Two main strategies have been used for clustering. Both require a document-to-document similarity measure. The first strategy requires that the complete collection of documents to be clustered be available at the start of the clustering process. Hence, one may call this the ‘complete’ strategy. (One might also call it the ‘static’ strategy, since it assumes that the collection of documents is not going to change, i.e., documents are not going to be added or deleted, during the clustering process.) Most methods based on the complete/static strategy start by generating a list containing the similarity of every document pair in the collection. Hence, if the collection contains N documents, the list will contain N(N-1)/2 similarities. Methods using this ‘complete’ strategy are expensive because of the large number of similarities involved, and the large number of comparisons that must be performed as documents are combined into clusters, and clusters are combined into larger clusters.

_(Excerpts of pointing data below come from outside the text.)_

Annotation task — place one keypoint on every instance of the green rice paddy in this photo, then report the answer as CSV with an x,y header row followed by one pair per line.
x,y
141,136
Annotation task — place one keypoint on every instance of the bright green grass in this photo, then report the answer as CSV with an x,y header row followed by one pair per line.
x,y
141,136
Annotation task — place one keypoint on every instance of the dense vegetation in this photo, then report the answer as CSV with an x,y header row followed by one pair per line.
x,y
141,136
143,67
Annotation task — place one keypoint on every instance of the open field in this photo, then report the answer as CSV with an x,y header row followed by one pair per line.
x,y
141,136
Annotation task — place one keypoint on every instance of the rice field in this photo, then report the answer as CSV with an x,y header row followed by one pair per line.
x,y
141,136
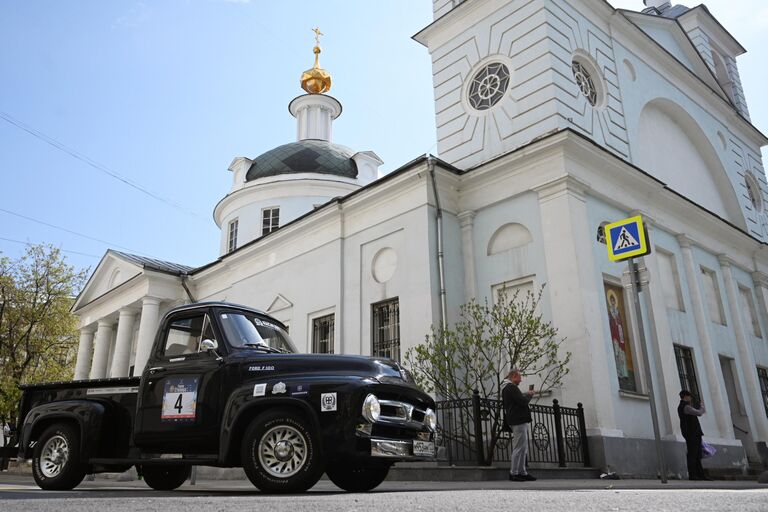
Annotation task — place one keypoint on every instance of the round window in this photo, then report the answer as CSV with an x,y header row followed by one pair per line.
x,y
585,82
488,86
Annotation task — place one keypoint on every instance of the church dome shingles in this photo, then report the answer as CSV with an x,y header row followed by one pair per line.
x,y
312,156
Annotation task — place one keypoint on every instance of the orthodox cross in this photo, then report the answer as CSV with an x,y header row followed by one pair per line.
x,y
317,32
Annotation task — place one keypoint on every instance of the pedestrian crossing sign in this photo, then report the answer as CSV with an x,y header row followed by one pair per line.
x,y
626,239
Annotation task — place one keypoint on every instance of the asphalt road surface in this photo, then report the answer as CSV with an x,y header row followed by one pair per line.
x,y
18,493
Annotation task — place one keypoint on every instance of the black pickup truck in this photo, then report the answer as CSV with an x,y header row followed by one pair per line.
x,y
224,387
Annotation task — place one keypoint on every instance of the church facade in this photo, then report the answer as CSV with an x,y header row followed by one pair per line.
x,y
553,118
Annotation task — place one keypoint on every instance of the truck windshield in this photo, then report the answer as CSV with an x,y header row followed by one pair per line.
x,y
244,330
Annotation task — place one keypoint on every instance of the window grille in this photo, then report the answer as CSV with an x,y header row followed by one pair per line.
x,y
232,240
686,370
322,334
386,329
270,220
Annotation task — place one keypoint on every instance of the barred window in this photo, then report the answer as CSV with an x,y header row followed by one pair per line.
x,y
686,370
232,240
386,329
270,220
322,334
762,376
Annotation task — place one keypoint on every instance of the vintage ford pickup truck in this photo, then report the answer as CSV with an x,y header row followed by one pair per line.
x,y
224,387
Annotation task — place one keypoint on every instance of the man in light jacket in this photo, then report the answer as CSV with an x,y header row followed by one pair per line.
x,y
691,430
518,417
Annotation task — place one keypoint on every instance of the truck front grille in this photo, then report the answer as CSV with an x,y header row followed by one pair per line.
x,y
402,414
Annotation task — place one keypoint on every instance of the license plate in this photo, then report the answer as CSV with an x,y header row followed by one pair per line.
x,y
423,449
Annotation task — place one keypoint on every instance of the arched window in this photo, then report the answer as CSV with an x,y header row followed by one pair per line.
x,y
508,237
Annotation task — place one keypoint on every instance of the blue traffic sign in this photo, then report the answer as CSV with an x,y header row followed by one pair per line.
x,y
626,239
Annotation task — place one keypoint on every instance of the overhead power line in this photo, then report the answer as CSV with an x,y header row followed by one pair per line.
x,y
62,250
72,232
92,163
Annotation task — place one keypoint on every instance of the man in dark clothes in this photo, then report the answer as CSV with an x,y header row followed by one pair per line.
x,y
518,416
689,425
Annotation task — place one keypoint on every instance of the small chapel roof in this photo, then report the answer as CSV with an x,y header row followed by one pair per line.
x,y
153,264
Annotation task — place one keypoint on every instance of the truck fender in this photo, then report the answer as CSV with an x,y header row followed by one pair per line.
x,y
88,416
232,430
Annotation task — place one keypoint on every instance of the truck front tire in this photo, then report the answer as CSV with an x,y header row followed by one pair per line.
x,y
56,464
280,453
356,478
165,478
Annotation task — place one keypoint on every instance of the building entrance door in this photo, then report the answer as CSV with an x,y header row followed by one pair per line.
x,y
737,410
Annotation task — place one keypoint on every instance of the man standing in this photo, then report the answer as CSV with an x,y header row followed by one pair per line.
x,y
691,430
518,416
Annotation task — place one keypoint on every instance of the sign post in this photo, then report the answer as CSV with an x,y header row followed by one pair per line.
x,y
627,239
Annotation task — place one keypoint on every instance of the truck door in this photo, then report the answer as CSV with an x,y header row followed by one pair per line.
x,y
179,403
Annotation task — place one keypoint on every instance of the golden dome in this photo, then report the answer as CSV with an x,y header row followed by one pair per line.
x,y
316,80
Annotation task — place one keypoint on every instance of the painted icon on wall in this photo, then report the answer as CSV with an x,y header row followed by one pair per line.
x,y
620,337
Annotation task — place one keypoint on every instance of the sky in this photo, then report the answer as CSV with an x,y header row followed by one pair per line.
x,y
118,119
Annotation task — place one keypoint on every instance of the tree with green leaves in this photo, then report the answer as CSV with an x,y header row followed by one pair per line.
x,y
478,351
38,333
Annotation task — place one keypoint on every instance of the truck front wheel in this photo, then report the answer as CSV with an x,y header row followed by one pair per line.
x,y
56,461
165,478
356,478
280,453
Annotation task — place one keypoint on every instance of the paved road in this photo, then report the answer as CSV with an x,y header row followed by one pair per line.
x,y
18,493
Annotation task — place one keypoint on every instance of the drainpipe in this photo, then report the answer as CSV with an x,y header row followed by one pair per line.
x,y
184,277
440,255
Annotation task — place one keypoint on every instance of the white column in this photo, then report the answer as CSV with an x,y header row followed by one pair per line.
x,y
101,351
661,347
712,375
574,289
84,353
758,423
122,354
150,312
466,221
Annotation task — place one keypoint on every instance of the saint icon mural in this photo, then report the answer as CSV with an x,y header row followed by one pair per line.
x,y
620,337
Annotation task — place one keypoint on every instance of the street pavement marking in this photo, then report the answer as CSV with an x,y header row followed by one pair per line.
x,y
11,487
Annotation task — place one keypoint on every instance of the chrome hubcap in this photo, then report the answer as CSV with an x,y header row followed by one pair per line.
x,y
282,451
54,456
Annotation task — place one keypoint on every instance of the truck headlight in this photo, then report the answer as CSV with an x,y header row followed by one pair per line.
x,y
430,420
371,408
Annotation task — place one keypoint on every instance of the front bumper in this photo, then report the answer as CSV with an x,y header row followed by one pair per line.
x,y
400,450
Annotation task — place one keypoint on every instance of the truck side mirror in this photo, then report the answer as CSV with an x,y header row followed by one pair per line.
x,y
210,347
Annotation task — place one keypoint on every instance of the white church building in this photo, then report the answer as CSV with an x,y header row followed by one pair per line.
x,y
553,117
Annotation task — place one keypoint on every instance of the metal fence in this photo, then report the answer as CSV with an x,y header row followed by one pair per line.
x,y
472,433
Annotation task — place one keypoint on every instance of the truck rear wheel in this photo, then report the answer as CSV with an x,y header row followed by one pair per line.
x,y
280,453
165,478
56,461
356,478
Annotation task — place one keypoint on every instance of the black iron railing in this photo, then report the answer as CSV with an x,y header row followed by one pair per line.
x,y
471,432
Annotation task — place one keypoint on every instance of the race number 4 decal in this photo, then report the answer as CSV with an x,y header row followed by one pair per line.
x,y
179,399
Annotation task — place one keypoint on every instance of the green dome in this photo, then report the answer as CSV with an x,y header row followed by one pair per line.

A straightforward implementation requires that the inter document similarity matrix, containing O(N2) elements, must be searched O(N) times, once for each ‘fusion’ of two clusters. Hence, the time requirement is O(N3) and the space requirement is O(N2). More sophisticated implementations have reduced the time requirement to O(N2), but even this is prohibitive for document collections of realistic size such as the larger TREC collections. On the other hand , because these ‘complete’ cluster methods take advantage of the full set of inter-document similarities, they meet van Rijsbergen’s three criteria for theoretical soundness: [van Rijsbergen, 1979] [Salton, 1989] (1) The clustering is unlikely to be altered drastically as new documents are added, (2) Small errors in the description of documents lead to small errors in clustering, and (3) the method is independent of the initial order of document reference, e.g., the order of document pair similarities. Essentially, these methods ‘attempt to seek an underlying structure in the data [rather than] impose a suitable structure.